Incapaz de me conter por mais tempo, perguntei a eles: “Alguém tem alguma dúvida sobre o jogo?”

Nenhuma resposta.

Mais uma tentativa: “Alguém entende por que o Bitcoin tem um ajuste de dificuldade?”

“O que?” um aluno respondeu: “Isso foi real?”

“Sim, tudo neste jogo tem algo a ver com o funcionamento do Bitcoin na vida real”, respondi. “O que você aprendeu sobre as carteiras quentes e frias? Qual é a sua melhor prática?”

Um aluno respondeu: “Bem, aprendi que devo manter algum dinheiro guardado e outro guardado, para que eu possa fazer investimentos educados.”

“O que?” Eu pensei.

“O que você acha que representam as carteiras quentes e frias?” Eu perguntei pra eles.

Um aluno diferente respondeu: “Ativos líquidos e não líquidos”.

“Ah, agora estamos chegando a algum lugar”, pensei. Esclareci o que realmente é o armazenamento frio e a importância de manter suas chaves privadas offline.

Então perguntei: “Se você tem um dólar e o enfia no bolso, como alguém pode roubá-lo sem tocá-lo?”

Sem hesitar, um dos alunos respondeu: “Através da impressão de dinheiro”.

Em seguida, expliquei que uma das melhores características do Bitcoin é que haverá apenas 21 milhões de BTC, não mais. Não importa o quanto alguém justifique a necessidade de mais, haverá apenas 21 milhões de bitcoins com um lançamento agendado que é gerenciado por meio de eventos pela metade.

Era difícil não soar enfadonho. Terminei contando ao estudante de ciências ambientais como o Bitcoin usa energia desperdiçada, tornando-a produtiva, e encaminhei alguns artigos para ele. Eu também dei algumas recomendações de livros para o estudante de negócios que disse que queria ler sobre o Bitcoin durante o verão.

Enquanto dirigia para casa, repassei a noite em minha mente e me perguntei se havia feito alguma diferença. Então recebi um texto de um dos alunos. Ele me agradeceu pela oportunidade de jogar HODL UP. “Foi bastante perspicaz”, disse ele.

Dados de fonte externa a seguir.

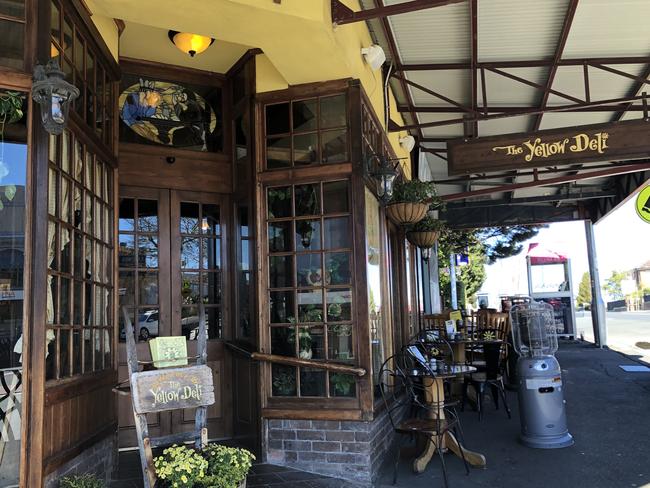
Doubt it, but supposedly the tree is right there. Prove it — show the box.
[576,271,591,305]
[438,225,542,304]
[604,270,627,300]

“Perspicaz? ‘Perspicaz’ é bom”, pensei. “Vou escolher ‘perspicaz’.”

“Só estou lá para plantar uma semente”, lembrei a mim mesma. Em vez de focar em tentar colocar uma pílula laranja em alguém, estou apenas plantando uma semente. Com o tempo, a vida e as circunstâncias irão regar a semente e, esperançosamente, um dia a pessoa se verá escorregando na toca do coelho do Bitcoin. Mas não posso insistir em ver o fruto da semente assim que planto a semente. Isso alimenta meu ego, mas é o foco errado para o que estou fazendo e colocará uma pressão desnecessária e inútil em minhas interações com os alunos.

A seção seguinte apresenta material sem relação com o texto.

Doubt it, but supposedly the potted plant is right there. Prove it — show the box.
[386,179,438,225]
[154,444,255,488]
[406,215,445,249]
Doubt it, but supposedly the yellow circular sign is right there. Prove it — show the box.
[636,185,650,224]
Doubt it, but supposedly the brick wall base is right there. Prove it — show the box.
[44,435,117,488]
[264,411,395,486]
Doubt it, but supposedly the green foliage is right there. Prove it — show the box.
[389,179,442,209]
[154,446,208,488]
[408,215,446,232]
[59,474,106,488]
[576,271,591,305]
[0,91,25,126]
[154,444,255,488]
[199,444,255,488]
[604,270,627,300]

Então, daqui para frente, aqui estão três coisas que pretendo manter em mente e que recomendo aos pais, avós e professores ao compartilhar Bitcoin com jovens adultos:

  1. Aqueça o público e crie associações positivas – foi infinitamente mais fácil chamar a atenção dos alunos ao discutir o Bitcoin depois que eles associaram uma experiência divertida com o Bitcoin do que se eu fosse indiferente. Portanto, o jogo primeiro.
  2. Concentre-se em se divertir, não em ensinar o âmago da questão – mantenha as coisas simples e leves. Explique apenas quando necessário ou se solicitado e evite a síndrome da caixa de sabão.
  3. Lembre-se, estamos apenas plantando a semente. Todos vêm para o Bitcoin quando estão prontos. Devemos manter uma perspectiva de preferência temporal baixa.

Para o próximo! Jogo!

Este é um post de convidado por Tali Lindberg. As opiniões expressas são inteiramente próprias e não refletem necessariamente as da BTC Inc ou da Bitcoin Magazine.